Migrating from ZooKeeper without a concrete reason

Replacing a working ZooKeeper deployment with etcd or Consul just because they're newer. Migration is risky, expensive, and introduces new failure modes.

Only migrate if you have a specific problem ZK can't solve (Kubernetes native integration, non-Java ecosystem, operational complexity). If ZK is working, keep it.

🧩

Confusing Curator with a ZooKeeper alternative

Thinking Curator replaces ZooKeeper. Curator is a client library that runs ON TOP of ZooKeeper — you still need a ZK ensemble.

Curator = high-level Java client for ZK. etcd and Consul = actual alternatives to ZK. If someone asks 'what's your coordination service?', the answer is ZooKeeper (with Curator as the client library), not Curator alone.

🏗️

Using ZooKeeper when Consul would be simpler

Building service discovery with ephemeral nodes + custom health checking + DNS integration on top of ZooKeeper, when Consul provides all of this out of the box.

If your primary need is service discovery with health checks, DNS interface, and multi-DC — use Consul. It's purpose-built for this. Use ZooKeeper for lower-level coordination (complex locks, barriers, 2PC) or when required by existing systems.

📝

Describing ZooKeeper incorrectly in interviews

Calling ZooKeeper a 'distributed database', 'message queue', or saying it's 'always available'. These show fundamental misunderstanding.

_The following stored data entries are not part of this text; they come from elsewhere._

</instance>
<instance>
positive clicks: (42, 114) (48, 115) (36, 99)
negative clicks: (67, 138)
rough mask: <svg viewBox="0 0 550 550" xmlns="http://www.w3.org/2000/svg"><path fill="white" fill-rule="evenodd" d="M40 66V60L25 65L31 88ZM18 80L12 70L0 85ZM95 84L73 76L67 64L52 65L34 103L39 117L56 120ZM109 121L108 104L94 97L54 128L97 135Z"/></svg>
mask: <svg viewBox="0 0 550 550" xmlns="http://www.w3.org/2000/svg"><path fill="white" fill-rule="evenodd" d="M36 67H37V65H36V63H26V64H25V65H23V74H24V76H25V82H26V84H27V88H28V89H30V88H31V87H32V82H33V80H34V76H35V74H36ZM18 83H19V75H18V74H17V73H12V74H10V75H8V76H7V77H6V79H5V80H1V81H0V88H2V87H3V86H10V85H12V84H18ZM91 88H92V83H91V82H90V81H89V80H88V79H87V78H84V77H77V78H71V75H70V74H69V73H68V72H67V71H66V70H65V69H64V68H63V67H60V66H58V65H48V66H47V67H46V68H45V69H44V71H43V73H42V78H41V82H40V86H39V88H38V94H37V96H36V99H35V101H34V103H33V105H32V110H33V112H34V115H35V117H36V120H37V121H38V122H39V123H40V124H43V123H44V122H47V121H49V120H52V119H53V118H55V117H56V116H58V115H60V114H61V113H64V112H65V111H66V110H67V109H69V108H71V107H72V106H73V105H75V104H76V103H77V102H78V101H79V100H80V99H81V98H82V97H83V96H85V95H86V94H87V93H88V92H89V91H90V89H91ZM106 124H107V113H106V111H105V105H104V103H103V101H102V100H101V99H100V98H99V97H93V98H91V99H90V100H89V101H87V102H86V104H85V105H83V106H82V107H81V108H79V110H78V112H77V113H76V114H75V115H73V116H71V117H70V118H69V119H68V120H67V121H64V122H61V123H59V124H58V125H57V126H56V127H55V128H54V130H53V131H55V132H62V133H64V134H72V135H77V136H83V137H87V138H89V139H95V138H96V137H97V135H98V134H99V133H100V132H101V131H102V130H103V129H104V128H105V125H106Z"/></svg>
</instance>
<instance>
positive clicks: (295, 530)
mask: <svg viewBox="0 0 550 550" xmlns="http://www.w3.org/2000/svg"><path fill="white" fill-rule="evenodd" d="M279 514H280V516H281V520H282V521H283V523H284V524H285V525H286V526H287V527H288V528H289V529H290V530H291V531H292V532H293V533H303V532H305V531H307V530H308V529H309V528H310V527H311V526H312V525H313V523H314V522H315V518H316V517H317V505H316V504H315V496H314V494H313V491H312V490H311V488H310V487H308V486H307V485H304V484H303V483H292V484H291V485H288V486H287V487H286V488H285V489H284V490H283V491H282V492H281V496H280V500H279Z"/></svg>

Correct description: 'A distributed coordination service that provides primitives like leader election, locks, and service discovery. It's a CP system — chooses consistency over availability. Uses consensus (Zab) across an ensemble of servers.'

Choosing etcd just because it's in Kubernetes

Using the Kubernetes etcd cluster for application coordination. The K8s etcd is sized and tuned for K8s API server load — adding application traffic can destabilize the cluster.

If you need etcd for application coordination in a K8s environment, deploy a separate etcd cluster dedicated to your application. Never share the K8s control plane etcd with application workloads.